Op werkdagen voor 15.00 besteld, morgen in huis
Het Klein Waterhoen is in 1998-2000 vastgesteld in 20 atlasblokken, in moerasgebieden op zeeklei (o.a. Makkumerwaard en Kollumerpomp in Friesland, Kleimeer bij Alkmaar, oostelijk Zeeuws-Vlaanderen), rivierklei (Ketelmeer, Gelderse Poort, Blauwe Kamer bij Rhenen, Amerongen, Ameide) en laagveen (Rottige Meenthe in Zuid-Friesland, De Wieden, Wormer- en Jisperveld bij Zaandam). De gevarieerde habitatkeus blijkt voorts uit waarnemingen in hoogveen (Norger Petgaten bij Assen), vennen op het dekzandgebied (Kampina) en in rietmoeras op Vlieland en Ameland.
Vergeleken met 1973-77 (38 bezette blokken) valt het aantal meldingen tegen, vooral in Noordwest-Overijssel en het rivierengebied. Mogelijk speelt de sterke afname van waterriet in Nederland als gevolg van verminderde waterdynamiek hierbij een rol, zoals vastgesteld bij andere moerasvogels in het rivierengebied en de laagveenmoerassen (Graveland 1999a). Mogelijk spelen echter verschillen in waarneemintensiteit tussen beide atlasperioden eveneens mee.

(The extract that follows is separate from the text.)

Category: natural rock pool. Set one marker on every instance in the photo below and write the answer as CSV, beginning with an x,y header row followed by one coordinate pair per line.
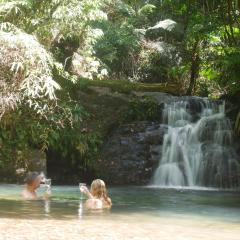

De soort kan alleen ‘s nachts en gedurende een korte tijd van het jaar worden vastgesteld aan de hand van roepende vogels. Doorgaans houden deze zich op in slecht toegankelijke terreinen. Wellicht even belangrijk is, dat de roep kan worden verward met geluiden van Waterral en Waterhoen. Dergelijke determinatieproblemen spelen tegenwoordig een minder prominente rol dan een kwart eeuw geleden. Voorts moet niet worden vergeten dat de huidige inventarisatieperiode drie jaar omvatte, tegen vijf in de jaren zeventig. De kans op een toevallige kleine influx was daarmee navenant kleiner.
Het is, net als in de vorige atlasperiode, vrijwel onmogelijk in te schatten hoeveel paren tot broeden komen. In de jaren negentig werden jaarlijks 0-10 territoriale vogels gemeld aan sovon en/of de cdna.